Des Esprits qu’on nomme Démons.
§. 1.

Nous avons dit ailleurs comment la notion des Esprits s’est introduite parmi les hommes, & nous avons fait voir que ces Esprits n’étoient que des fantômes qui n’existoient que dans leur propre imagination.

Les premiers docteurs du genre humain n’étoient pas assez éclairés pour expliquer au peuple ce que c’étoit que ces fantômes, mais ils ne laissoient pas de lui dire ce qu’ils en pensoient. Les uns, voyant que les Fantômes se dissipoient, & n’avoient nulle consistance, les appeloient immatériels, incorporels, des formes sans matière, des couleurs & des figures, sans être néanmoins des corps ni colorés ni figurés, ajoutant qu’ils pouvoient se revêtir d’air comme d’un habit lorsqu’ils vouloient se rendre visibles aux yeux des hommes. Les autres disaient que c’étoient des corps animés, mais qu’ils étoient faits d’air ou d’une autre matière plus subtile, qu’ils épaississaient à leur gré, lorsqu’ils voulaient paraître.

§. 2.

Si ces deux sortes de Philosophes étoient opposés dans l’opinion qu’ils avoient des Phantômes, ils s’accordoient dans les noms qu’ils leur donnoient, car tous les appeloient Démons  ; en quoi ils étoient aussi insensés que ceux qui croient voir en dormant les âmes des personnes mortes, & que c’est leur propre âme qu’ils voient quand ils se regardent dans un miroir, ou enfin qui croient que les Etoiles qu’on voit dans l’eau sont les âmes des Etoiles.
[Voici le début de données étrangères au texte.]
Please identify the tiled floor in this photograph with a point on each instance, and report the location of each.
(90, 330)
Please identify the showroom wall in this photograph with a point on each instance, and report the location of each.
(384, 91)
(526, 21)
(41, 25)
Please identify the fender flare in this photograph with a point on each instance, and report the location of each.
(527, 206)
D’après une opinion ridicule, ils tombèrent dans une erreur qui n’est pas moins absurde, lorsqu’ils crurent que ces Fantômes avoient un pouvoir illimité, notion destituée de raison  ; mais ordinaire aux ignorants, qui s’imaginent que les Êtres qu’ils ne connoissent pas ont une puissance merveilleuse.

§. 3.

Cette ridicule opinion ne fut pas plutôt divulguée que les législateurs s’en servirent pour appuyer leur autorité. Ils établirent la croyance des Esprits qu’ils appelèrent Religion, espérant que la crainte que le peuple auroit de ces puissances invisibles le retiendroit dans son devoir  ; & pour donner plus de poids à ce dogme, ils distinguèrent les Esprits ou Démons en bons & mauvais  ; les uns furent destinés à exciter les hommes à observer leurs loix, les autres à les retenir & à les empêcher de les enfreindre.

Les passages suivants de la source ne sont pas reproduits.